Koman,
If PFS difference between the cohorts falls short of significantly it does not mean that the study is destined to fail, and that the vaccine is nothing but a placebo. Even AVII has acknowledged that reputable scientists are able to show patients are responding. Whether that response is meaningful enough, time will tell. But you're ascribing failure of an endpoint to mean the end of the study and that may not necessarily be the case. Perhaps an IA has found the vaccine not to be impressive at keeping recurrence at bay (primary endpoint) that doesn't mean it won't be found to be successful at postponing death (secondary endpoint).
You of all people know I've been concerned about PFS may fall short of significance for a while. It was the original reason I sold my shares last summer. I understand how well a placebo arm can do. Alarm bells rang for me over the company taking all the credit that was due to multiple variables, which contributed to some of the impressive PFS and OS earlier study results. It took a few trials results to air for folks to finally see my point on how well a placebo arm can do with the inclusion criteria this Ph III trial is privy to.
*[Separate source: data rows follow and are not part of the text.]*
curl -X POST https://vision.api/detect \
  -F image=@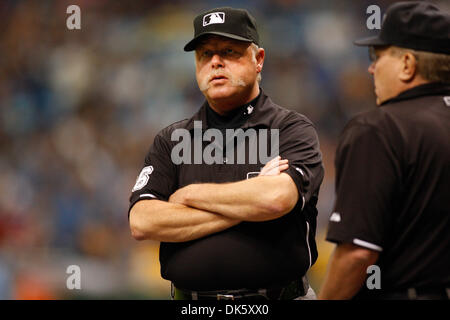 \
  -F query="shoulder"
[155,119,190,141]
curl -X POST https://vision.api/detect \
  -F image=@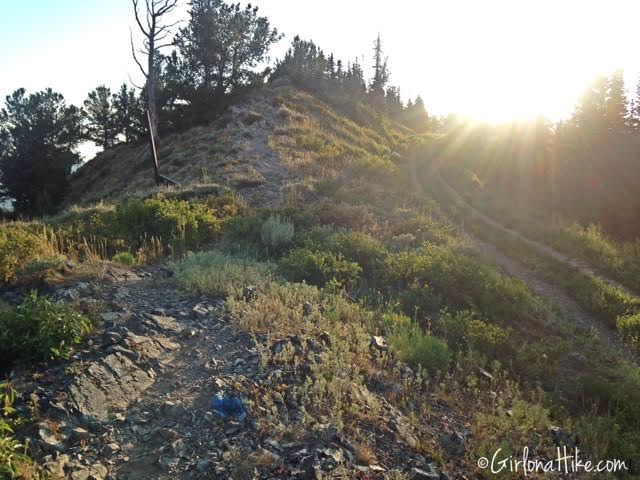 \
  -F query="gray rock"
[38,422,66,452]
[162,400,187,420]
[69,353,153,421]
[196,460,212,474]
[409,467,440,480]
[440,431,465,455]
[70,427,92,444]
[158,455,180,470]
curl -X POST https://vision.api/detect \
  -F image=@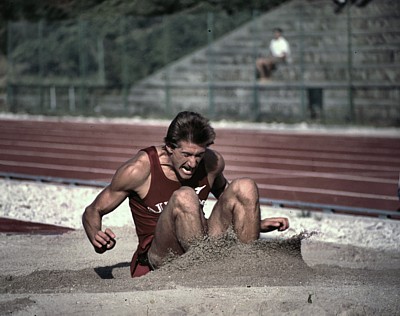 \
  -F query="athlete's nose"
[188,156,197,168]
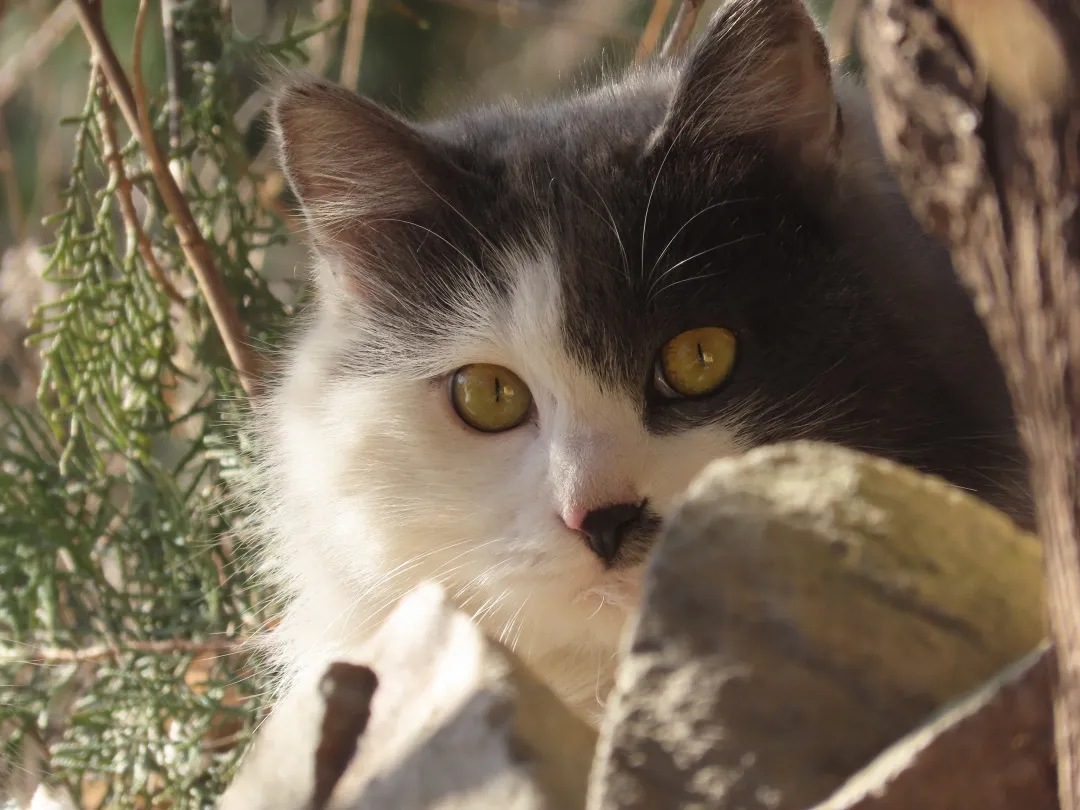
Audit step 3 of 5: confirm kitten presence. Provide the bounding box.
[252,0,1029,718]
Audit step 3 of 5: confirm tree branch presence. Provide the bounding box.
[91,66,187,307]
[75,0,259,396]
[634,0,672,62]
[660,0,705,59]
[861,0,1080,810]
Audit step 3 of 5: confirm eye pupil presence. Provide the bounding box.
[449,363,532,433]
[656,326,735,397]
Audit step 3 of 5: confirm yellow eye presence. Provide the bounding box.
[450,363,532,433]
[656,326,735,397]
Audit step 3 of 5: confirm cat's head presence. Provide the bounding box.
[261,0,894,691]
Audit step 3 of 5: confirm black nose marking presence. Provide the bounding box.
[581,502,645,565]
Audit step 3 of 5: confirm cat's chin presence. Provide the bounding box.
[576,566,645,613]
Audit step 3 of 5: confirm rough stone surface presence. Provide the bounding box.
[589,443,1044,810]
[814,648,1058,810]
[214,584,595,810]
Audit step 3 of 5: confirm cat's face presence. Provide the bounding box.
[263,0,885,699]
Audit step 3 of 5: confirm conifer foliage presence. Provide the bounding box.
[0,6,339,809]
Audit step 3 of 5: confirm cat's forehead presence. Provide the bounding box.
[408,77,820,393]
[424,71,675,176]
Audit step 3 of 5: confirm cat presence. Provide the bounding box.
[249,0,1030,721]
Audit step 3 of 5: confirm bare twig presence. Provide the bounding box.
[91,66,186,307]
[309,662,379,810]
[161,0,184,190]
[660,0,705,59]
[0,638,245,664]
[825,0,861,62]
[75,0,259,396]
[0,113,26,244]
[0,0,76,106]
[339,0,368,90]
[634,0,672,62]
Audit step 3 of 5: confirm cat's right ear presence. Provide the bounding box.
[272,78,449,260]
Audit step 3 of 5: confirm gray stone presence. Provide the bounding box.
[214,584,595,810]
[589,443,1043,810]
[814,647,1058,810]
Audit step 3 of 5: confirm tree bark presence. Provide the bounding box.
[860,0,1080,810]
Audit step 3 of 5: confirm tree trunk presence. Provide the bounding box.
[861,0,1080,810]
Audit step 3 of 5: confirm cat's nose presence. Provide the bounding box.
[580,501,645,565]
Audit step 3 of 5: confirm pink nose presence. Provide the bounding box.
[563,509,589,531]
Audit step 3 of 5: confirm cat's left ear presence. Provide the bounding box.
[658,0,840,171]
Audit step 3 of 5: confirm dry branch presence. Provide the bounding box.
[634,0,672,62]
[339,0,368,90]
[75,0,259,395]
[660,0,705,59]
[91,66,187,307]
[861,0,1080,810]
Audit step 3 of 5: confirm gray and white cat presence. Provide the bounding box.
[245,0,1029,717]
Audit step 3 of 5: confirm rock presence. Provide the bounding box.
[589,443,1043,810]
[214,584,595,810]
[814,648,1058,810]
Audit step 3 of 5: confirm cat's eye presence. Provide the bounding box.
[450,363,532,433]
[653,326,735,399]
But even I understood that a part of the impressive results may have been due to the vaccine, I wasn't all dark. At a certain point even the best standard of care the cancer comes back for most patients. The GBM recurrence rate is alarmingly high. In the case of DCVax-L earlier studies, for a number of patients the disease didn't return. Skeptics in my opinion have gone too far and not given the vaccine any credit and a decent percentage of overall survival may be due to the vaccine. Time will tell if it deserves such doubt.
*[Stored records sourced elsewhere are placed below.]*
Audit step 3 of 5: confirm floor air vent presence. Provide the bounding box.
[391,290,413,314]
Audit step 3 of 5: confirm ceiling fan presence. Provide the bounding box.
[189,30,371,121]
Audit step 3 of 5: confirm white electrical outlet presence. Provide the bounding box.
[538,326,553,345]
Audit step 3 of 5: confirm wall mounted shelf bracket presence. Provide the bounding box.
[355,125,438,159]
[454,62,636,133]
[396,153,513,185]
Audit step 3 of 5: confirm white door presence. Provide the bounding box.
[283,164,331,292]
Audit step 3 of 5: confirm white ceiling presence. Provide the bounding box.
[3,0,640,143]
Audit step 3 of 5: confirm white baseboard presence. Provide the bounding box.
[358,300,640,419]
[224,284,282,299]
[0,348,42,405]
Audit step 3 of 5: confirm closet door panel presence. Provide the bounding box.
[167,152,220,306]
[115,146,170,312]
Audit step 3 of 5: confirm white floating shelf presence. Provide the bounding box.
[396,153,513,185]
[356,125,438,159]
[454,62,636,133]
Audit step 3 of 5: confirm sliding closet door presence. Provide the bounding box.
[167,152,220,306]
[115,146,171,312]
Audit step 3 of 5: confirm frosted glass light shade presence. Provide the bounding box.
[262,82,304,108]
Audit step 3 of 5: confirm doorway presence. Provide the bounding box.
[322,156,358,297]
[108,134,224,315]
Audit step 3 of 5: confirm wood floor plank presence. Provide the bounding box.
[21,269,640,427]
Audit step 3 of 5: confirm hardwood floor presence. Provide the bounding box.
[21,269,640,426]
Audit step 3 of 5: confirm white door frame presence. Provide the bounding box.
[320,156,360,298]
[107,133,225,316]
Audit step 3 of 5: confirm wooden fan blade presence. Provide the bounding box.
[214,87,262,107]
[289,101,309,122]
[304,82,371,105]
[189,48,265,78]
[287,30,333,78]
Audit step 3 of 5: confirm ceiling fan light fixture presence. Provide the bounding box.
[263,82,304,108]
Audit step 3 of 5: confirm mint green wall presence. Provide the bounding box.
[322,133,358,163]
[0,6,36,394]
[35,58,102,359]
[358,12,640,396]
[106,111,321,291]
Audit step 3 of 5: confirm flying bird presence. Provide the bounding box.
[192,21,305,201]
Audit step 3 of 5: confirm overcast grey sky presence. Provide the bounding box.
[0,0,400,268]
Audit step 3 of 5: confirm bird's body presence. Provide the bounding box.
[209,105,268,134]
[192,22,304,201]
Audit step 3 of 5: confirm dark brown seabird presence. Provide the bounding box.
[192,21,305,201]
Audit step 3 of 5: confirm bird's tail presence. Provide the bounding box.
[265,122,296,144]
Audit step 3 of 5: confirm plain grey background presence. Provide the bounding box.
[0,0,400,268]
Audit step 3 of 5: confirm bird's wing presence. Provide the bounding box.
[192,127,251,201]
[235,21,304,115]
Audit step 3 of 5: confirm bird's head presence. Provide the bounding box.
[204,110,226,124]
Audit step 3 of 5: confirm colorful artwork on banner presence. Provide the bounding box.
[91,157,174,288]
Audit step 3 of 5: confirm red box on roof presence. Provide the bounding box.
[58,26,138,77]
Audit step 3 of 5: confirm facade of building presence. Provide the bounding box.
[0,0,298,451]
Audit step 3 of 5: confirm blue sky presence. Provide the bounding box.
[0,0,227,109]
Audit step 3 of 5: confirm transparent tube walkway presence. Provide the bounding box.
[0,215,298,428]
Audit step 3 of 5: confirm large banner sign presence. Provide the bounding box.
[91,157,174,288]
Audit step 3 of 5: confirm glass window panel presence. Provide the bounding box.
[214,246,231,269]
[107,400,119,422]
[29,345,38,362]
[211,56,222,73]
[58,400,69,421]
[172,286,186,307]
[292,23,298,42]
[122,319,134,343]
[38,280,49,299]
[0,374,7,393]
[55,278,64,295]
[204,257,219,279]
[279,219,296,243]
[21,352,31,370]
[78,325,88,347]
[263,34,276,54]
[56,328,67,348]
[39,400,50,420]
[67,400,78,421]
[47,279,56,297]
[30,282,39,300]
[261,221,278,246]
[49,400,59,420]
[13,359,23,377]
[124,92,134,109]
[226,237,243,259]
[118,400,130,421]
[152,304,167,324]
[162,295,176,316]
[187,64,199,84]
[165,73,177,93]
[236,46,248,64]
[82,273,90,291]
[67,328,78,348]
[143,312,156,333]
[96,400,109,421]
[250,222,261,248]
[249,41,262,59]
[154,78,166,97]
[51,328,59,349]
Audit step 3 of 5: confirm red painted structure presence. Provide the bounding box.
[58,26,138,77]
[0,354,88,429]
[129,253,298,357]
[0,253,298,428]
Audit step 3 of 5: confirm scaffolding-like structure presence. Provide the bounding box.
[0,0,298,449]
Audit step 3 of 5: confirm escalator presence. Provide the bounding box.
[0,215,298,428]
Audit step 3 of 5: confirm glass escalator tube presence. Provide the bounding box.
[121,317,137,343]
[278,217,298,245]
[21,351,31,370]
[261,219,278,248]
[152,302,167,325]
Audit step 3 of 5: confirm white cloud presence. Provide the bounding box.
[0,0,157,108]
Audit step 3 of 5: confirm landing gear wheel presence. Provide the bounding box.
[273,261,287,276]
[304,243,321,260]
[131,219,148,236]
Let's say that an IA was done in August, as you suggest it was, if the study proved completely futile then the decision to end it would be easy one. However we sit at a "no decision had been made" point in time. The only thing we know is that there is a risk that regulators may not lift the screening halt. If AVII is correct and the independent radiologist review are determining PFS events, and those turn out not to be "true" PFS events (due to immunotherapy inducing psPD condition) then those patients will crossover and in theory go on to live a long time. That early PFS event would have a negative affect on the TX arm's ability to show a time to progression difference if it occurs often enough in the TX cohort. But on the flip side, overall survival would be extended for those early event patients, hopefully you see that.
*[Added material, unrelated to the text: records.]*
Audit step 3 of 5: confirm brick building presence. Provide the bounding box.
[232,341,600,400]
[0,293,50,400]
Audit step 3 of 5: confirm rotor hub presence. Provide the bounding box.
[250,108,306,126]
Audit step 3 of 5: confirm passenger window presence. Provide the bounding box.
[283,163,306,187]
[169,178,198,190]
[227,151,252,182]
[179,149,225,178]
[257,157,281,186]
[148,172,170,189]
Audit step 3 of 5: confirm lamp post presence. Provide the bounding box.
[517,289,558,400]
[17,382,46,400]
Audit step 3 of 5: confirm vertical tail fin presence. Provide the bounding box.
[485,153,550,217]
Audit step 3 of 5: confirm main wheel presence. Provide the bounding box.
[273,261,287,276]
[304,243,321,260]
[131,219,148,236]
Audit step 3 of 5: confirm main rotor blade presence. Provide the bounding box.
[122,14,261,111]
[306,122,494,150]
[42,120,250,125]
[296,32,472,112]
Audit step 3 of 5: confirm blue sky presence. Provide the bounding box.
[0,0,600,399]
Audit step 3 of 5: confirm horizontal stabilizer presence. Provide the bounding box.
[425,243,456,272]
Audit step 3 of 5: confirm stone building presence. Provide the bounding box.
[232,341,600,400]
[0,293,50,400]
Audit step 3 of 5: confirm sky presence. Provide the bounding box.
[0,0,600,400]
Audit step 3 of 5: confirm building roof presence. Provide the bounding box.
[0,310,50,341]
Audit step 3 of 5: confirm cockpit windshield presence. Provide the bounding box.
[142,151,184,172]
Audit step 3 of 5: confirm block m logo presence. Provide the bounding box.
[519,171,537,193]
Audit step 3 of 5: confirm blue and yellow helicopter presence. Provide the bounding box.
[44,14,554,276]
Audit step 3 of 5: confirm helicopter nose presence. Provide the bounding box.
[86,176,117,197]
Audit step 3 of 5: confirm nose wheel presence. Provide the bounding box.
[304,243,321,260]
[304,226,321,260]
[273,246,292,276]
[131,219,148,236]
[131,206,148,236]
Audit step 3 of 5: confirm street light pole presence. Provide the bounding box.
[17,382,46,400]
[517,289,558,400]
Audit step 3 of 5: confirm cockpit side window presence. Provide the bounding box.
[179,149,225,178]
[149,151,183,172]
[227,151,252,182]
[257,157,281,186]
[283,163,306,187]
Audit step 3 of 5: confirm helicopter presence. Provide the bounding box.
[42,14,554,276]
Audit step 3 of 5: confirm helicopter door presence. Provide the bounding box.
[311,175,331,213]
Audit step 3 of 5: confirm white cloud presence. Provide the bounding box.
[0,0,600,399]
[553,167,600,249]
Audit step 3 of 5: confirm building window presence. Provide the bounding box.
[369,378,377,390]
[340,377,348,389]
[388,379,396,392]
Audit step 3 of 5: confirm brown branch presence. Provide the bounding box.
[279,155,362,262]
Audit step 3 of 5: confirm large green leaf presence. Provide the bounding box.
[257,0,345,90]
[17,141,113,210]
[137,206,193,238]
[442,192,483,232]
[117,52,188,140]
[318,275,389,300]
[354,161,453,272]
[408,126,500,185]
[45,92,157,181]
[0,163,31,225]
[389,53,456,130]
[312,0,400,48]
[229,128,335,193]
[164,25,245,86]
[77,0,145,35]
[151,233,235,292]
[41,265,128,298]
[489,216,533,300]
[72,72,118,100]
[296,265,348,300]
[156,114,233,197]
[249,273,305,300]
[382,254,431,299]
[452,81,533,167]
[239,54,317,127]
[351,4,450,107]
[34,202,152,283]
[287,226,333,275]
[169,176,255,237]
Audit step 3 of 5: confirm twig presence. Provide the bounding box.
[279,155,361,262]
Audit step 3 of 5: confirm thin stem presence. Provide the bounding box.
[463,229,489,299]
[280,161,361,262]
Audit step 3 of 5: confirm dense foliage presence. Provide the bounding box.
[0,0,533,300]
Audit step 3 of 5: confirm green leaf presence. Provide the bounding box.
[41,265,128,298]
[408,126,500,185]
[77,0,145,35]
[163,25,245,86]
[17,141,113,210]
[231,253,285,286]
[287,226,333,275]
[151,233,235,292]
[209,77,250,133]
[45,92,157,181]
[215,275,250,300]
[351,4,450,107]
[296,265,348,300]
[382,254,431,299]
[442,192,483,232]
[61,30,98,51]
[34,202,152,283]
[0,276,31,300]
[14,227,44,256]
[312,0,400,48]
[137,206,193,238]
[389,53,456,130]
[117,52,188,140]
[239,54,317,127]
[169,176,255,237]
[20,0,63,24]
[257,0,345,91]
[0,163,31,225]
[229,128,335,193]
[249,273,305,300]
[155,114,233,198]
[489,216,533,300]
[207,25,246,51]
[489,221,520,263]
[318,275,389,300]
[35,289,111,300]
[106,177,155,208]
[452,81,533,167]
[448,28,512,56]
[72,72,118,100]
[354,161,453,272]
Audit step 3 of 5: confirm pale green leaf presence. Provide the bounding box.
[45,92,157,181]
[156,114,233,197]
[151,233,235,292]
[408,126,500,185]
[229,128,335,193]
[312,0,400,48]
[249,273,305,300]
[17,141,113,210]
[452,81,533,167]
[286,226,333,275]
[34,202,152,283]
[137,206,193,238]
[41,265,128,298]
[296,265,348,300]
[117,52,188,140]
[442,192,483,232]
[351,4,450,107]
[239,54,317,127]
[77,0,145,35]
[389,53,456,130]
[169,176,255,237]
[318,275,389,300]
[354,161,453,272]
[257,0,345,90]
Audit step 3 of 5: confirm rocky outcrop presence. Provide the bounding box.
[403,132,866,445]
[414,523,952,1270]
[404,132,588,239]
If your IA theory is correct and PFS is weak (I don't doubt this possibility), NW Bio could be behind the scenes easily arguing that outdated iRANO standards affected the PFS data, and they would have the data, eventually in time to prove it. The regulators may have a hard time justifying adding more patients to a study that has been running since 2008 before they see convincing evidence that it is helping on OS. Even they could be skeptical of Management's COI. That would be understandable, this company has changed their trial more than most. But, that said, I would expect the regulators to analyze the OS events of a number of those PFS patients before they decide whether or not to allow a protocol amendment to pass (to adopt a change to accommodate new iRANO). They wouldn't just veto it and say no. This is an orphan disease that needs more treatment options. Plus, we already know patients are living longer in this trial, if we go by Linda Liau's words. We just don't know if it's due to the vaccine or not. Neither do they. What do you do in that kind of situation? You'd watch events, which is exactly what they might be doing now. If you're theory is correct, the fact that regulators have not stopped the trial for over for over 8 months now, while the patients continue to be treated, to me means the results reveal something of interest at crossover and they are watching it. The PFS would not be a real event if it happened at month 4, but yet the patient is still alive at month 25, regulators will understand that, particular if the neuro-oncology community is suggesting the imaging criteria needs to change. And if the regulators decide in a few months that the study is to far along now to change it, then the company will just issue a press release that the trial recruiting is closed (they probably won't mention the halt) and they'll tell us the number of enrolled patients they're at; all patients will continue with their treatment according to schedule and the study naturally ends at some point. I suspect they will never tell us what the submission was about, but in the end the results will speak for themselves. If iRANO hurt the primary endpoint then the secondary endpoint will be strong. And if it isn't, the vaccine will not be approved in any subgroup. We'll all find out when it happens, according to SEC rules.